Under a scenario of global climate change and terrestrial water storage depletion, forest water retention, including the interception and storage of precipitation, regulation of runoff and purification of water, has become a focus of studies on ecosystem services.
Prof. SHI Wenjiao and TAO Fulu’s team at Institute of Geographic Sciences and Natural Resources Research of Chinese Academy of Sciences found large spatial variations in the canopy interception capacity (CIC), litter maximum water-holding capacity (LWHC), soil water storage capacity (SSC) and forest water retention capacity (WRC) in different forest types and soil types at the national and basin scales. Moreover, the effects of some factors such as location, terrain and canopy structure on the CIC, LWHC, SSC and WRC values were significant in only certain basins, but these effects were not significant throughout China. This work was published in Ecological Indicators.
Using a meta-analysis method systematically review the peer-reviewed literatures, the team collected the parameters of canopy interception, litter water-holding, soil storage and water retention and their influencing factors at multiple observation sites throughout China, a total of 1045 observation in this research. They applied a relatively comprehensive method - an empirical model of the WRC, to estimate water retention based on observation data and the water retention capacity.
The CIC, SSC and WRC decreased from south to north in China, which was opposite to the trend of LWHC. Under the guidance of Prof. SHI Wenjiao and TAO Fulu, graduate student WU Xi found that the average CIC (LWHC) values of the different forest types (tropical monsoon rainforest, subtropical needleleaf forest, subtropical deciduous broadleaf forest) and soil types (ferralsol, anthrosol and primarosols) distributed in southern China were approximately two (1/2) times higher (lower) than those of the forest types (cold and temperate mountainous needleleaf forest, temperate deciduous broadleaf forest) and soil types (semi-alfisol, pedocal and semi-hydromorphic soil) in northern China. The SSC values contributed approximately 60–85% to the WRC values in the different basins, soil types and forest types in China.
“The Pearson correlation coefficient (R) and path analysis were used to assess the impacts of climatic factors, terrain factors, location factors, forest types, and soil types, as well as canopy, litter and soil characteristics on the CIC, LWHC, SSC and WRC, and to determine the significant direct and indirect pathways through which factors affected the CIC, LWHC, SSC and WRC,” Prof. Shi said.

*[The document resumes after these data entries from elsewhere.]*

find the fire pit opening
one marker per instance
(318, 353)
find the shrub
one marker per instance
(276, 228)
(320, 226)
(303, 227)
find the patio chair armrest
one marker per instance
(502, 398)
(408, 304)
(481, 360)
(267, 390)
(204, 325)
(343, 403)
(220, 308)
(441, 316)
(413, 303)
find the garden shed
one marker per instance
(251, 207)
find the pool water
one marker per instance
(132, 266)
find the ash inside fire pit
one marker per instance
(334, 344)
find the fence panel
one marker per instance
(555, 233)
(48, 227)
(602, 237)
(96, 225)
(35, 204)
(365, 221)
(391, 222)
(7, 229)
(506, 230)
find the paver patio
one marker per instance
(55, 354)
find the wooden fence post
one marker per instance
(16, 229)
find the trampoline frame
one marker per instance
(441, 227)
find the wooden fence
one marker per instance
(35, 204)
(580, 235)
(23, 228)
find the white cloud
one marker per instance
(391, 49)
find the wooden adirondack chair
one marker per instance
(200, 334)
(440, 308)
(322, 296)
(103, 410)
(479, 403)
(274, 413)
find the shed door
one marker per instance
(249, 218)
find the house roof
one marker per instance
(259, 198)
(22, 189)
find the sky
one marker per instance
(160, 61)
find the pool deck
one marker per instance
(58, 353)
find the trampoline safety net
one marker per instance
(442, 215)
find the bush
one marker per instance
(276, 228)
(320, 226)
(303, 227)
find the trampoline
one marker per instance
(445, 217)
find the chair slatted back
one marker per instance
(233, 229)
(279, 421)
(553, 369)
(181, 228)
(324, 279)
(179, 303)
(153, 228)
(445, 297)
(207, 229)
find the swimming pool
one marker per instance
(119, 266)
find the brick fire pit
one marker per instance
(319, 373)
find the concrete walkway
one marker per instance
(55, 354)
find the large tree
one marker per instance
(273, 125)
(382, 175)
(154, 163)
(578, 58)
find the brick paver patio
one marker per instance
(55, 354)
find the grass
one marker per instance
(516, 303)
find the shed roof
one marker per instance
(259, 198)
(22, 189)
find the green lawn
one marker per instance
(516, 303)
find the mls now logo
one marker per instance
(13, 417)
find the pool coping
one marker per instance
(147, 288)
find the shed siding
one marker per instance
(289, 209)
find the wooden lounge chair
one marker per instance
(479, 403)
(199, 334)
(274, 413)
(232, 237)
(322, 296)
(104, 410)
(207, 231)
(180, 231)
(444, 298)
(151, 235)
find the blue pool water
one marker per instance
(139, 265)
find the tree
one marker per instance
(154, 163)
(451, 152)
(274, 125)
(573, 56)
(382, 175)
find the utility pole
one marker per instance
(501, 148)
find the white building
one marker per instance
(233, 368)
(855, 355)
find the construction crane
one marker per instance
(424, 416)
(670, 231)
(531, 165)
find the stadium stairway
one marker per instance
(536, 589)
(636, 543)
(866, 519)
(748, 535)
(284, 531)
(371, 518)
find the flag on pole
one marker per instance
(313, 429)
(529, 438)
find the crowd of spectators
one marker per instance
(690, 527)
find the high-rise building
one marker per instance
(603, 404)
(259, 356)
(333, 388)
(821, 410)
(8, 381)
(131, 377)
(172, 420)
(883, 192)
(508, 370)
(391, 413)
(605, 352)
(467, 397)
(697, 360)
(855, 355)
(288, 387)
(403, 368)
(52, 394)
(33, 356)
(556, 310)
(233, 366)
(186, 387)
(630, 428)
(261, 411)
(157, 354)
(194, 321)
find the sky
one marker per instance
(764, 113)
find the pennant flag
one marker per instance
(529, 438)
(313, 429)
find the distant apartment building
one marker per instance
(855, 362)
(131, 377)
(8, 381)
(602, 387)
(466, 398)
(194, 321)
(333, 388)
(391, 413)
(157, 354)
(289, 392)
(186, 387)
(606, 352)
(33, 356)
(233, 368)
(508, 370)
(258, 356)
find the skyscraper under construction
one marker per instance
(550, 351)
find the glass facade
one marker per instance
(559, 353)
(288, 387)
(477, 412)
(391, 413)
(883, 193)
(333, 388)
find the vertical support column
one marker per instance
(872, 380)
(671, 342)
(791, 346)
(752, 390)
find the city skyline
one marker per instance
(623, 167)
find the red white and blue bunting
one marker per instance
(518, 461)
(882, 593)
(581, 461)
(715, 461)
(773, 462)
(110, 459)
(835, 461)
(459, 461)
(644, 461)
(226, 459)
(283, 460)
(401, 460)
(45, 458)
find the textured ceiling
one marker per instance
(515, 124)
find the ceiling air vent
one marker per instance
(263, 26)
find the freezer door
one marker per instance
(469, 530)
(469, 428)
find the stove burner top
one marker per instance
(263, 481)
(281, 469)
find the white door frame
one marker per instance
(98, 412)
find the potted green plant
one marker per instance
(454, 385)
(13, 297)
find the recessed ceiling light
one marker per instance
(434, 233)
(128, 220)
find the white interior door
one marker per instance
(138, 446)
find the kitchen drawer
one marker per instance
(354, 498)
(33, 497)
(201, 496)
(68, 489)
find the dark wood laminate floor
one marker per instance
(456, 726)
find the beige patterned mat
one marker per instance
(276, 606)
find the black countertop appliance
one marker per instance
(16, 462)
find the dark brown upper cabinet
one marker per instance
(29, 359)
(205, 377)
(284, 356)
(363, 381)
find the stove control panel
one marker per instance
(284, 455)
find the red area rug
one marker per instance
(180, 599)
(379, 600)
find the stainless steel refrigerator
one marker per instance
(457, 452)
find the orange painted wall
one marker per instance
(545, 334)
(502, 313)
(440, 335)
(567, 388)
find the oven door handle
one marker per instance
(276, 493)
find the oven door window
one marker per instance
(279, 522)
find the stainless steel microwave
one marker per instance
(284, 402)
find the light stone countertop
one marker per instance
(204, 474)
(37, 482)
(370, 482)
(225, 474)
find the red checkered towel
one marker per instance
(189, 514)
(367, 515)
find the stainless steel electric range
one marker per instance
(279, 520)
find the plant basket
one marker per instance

The researchers found that the effects of some factors such as location, terrain and canopy structure on the CIC, LWHC, SSC and WRC values were significant in only certain basins, but these effects were not significant throughout China. The indirect effects of some climatic, location and terrain factors on the CIC, LWHC, SSC and WRC values determined the total effects.
The work was supported by the National Key Research and Development Program of China.
Figure: The distributions of forest types in China(Image by Prof. SHI Wenjiao and TAO Fulu’s group)
Wu Xi, Shi Wenjiao, Guo Bin, Tao Fulu. Large spatial variations in the distributions of and factors affecting forest water retention capacity in China. Ecological Indicators, 2020. 113: 106152. DOI: 10.1016/j.ecolind.2020.106152.